How To Improve Your Online Proofreading Skills

There is more to good proofreading than just checking the spelling and grammar of a piece of work, you also need to look at the overall piece of work, the type of writing it is, the tone of voice, the tenses used, and all of this in the context of the piece.

Of course, how much of this your proofreading assignment requires will vary by employer, but that’s not the point here. Here are seven tips to help you brush up on your proofreading skills.

Look at the Whole Piece

Depending on the type of writing you want to look at the overall structure of the piece you are proofreading to ensure the piece is structurally sound – check for a beginning or introduction, a middle or body, an end or conclusion.

Read Slowly

Our minds have the tendency to ‘skim’, even when we are reading something for the first time, we see whole words, not individual letters; we see phrases instead of the component words. Slow your reading down and take time to look at each word.

Read Out Loud

Use two senses instead of one, read the writing out loud. Hearing the words helps you to identify words used out of place, run on sentences, incorrect use of contractions, and sometimes even simple spelling mistakes.

Zoom In

If you are doing proofreading on the computer, pretty much every application, and all current web browsers, you use will have a zoom feature to make the text on the screen larger. Even if they don’t zoom, you can always reduce the resolution of your computer monitor while you work.

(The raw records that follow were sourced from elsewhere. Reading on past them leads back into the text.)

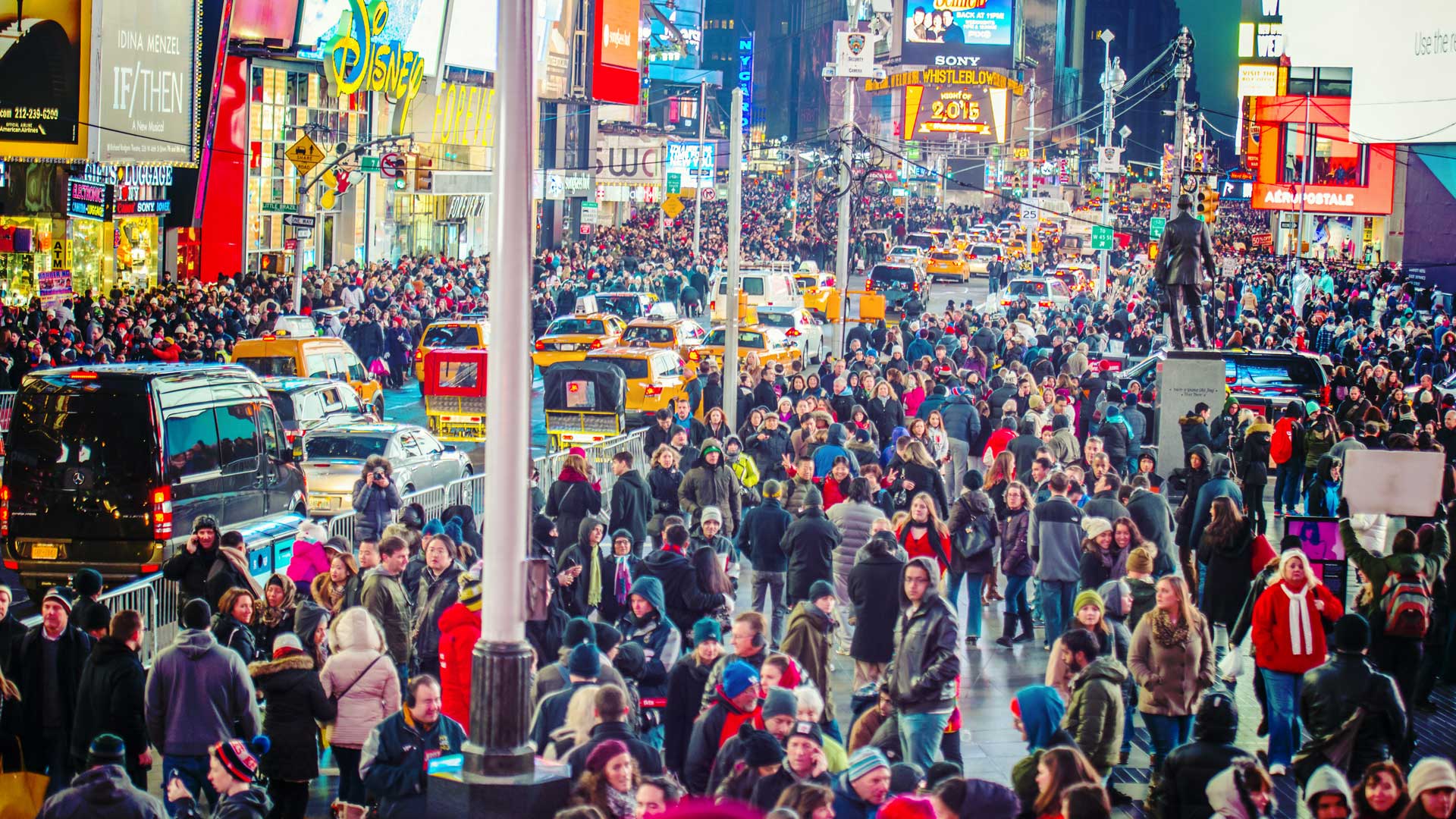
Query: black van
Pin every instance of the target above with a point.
(109, 465)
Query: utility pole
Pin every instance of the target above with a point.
(734, 253)
(1112, 80)
(846, 177)
(1031, 136)
(1183, 71)
(698, 184)
(794, 200)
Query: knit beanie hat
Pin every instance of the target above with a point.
(1429, 774)
(781, 703)
(707, 629)
(88, 582)
(761, 748)
(61, 595)
(1095, 526)
(579, 630)
(607, 637)
(1088, 598)
(604, 752)
(584, 661)
(820, 589)
(197, 614)
(107, 749)
(865, 760)
(737, 678)
(239, 758)
(1141, 561)
(905, 777)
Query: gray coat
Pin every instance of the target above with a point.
(1185, 253)
(854, 522)
(197, 692)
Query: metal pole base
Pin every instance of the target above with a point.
(538, 795)
(500, 710)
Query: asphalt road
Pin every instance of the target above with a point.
(405, 406)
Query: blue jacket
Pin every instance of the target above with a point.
(660, 639)
(394, 758)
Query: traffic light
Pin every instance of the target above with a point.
(1206, 202)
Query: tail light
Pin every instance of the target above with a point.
(162, 513)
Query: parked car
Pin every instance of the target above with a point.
(306, 404)
(801, 328)
(334, 458)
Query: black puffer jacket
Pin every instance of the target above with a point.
(922, 675)
(1190, 767)
(1334, 691)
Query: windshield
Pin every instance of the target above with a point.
(892, 275)
(576, 327)
(452, 335)
(650, 334)
(625, 306)
(271, 365)
(777, 319)
(322, 445)
(746, 338)
(631, 368)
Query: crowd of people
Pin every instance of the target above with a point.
(701, 605)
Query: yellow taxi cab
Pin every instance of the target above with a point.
(676, 334)
(655, 378)
(281, 353)
(570, 338)
(769, 344)
(472, 333)
(946, 262)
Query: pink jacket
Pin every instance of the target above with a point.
(308, 561)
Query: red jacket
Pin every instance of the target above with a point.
(459, 632)
(1273, 635)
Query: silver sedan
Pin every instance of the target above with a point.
(335, 455)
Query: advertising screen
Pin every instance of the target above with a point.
(44, 98)
(963, 34)
(146, 85)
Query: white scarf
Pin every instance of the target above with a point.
(1301, 632)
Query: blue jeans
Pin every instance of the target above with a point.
(1283, 691)
(193, 771)
(973, 604)
(1056, 607)
(1017, 595)
(1289, 482)
(1166, 733)
(921, 738)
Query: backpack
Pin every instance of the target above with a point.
(1282, 444)
(1407, 605)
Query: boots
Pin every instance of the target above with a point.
(1008, 630)
(1028, 632)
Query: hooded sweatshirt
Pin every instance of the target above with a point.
(197, 692)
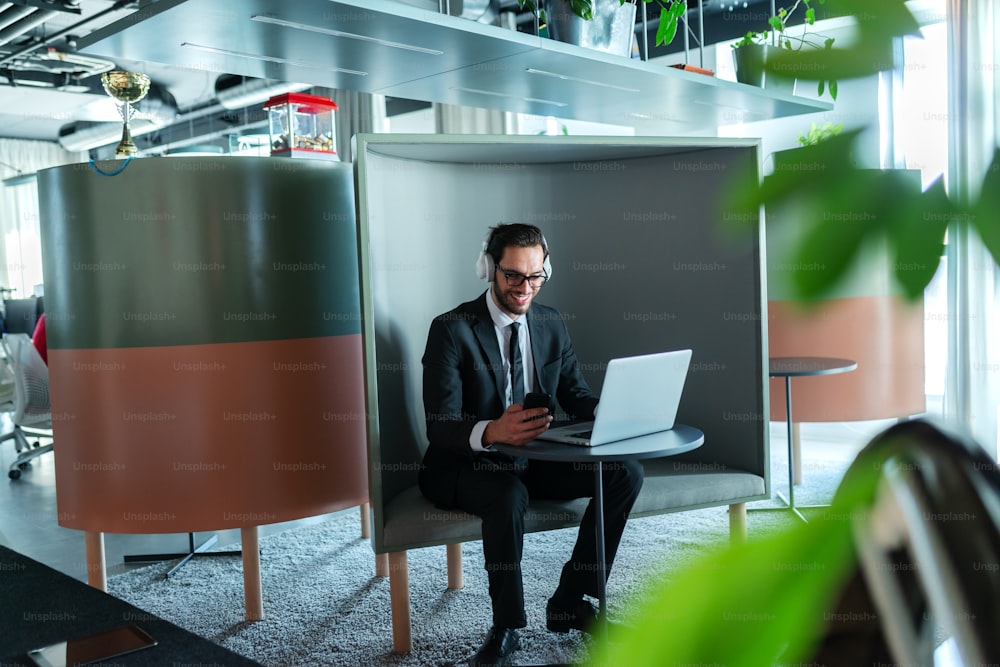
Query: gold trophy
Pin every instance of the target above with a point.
(126, 88)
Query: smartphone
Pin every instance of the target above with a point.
(93, 648)
(537, 399)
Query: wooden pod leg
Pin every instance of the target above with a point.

Don’t always rely on your spell checker

Spell-checkers are great for identifying words that aren’t spelled correctly, most even check basic grammar rules too. English is a funny language, however, and it’s possible to have the wrong word in a sentence and for the checker not to see it. Use them, but don’t rely on your spell checker.

Read, Read, Read

The more you read the more familiar you will become with words and grammar. If you find yourself proofreading the same kind of material every time – scientific journals, fictional writing, technical specifications – you should try reading more of the same – become very familiar with your subject matter.

Write, Write, Write

Writing a lot is another awesome way to learn how to proofread – might sound back-to-front to some, but the more you write the more you think about the words you are using, the sentence structure, tone of voice and tenses.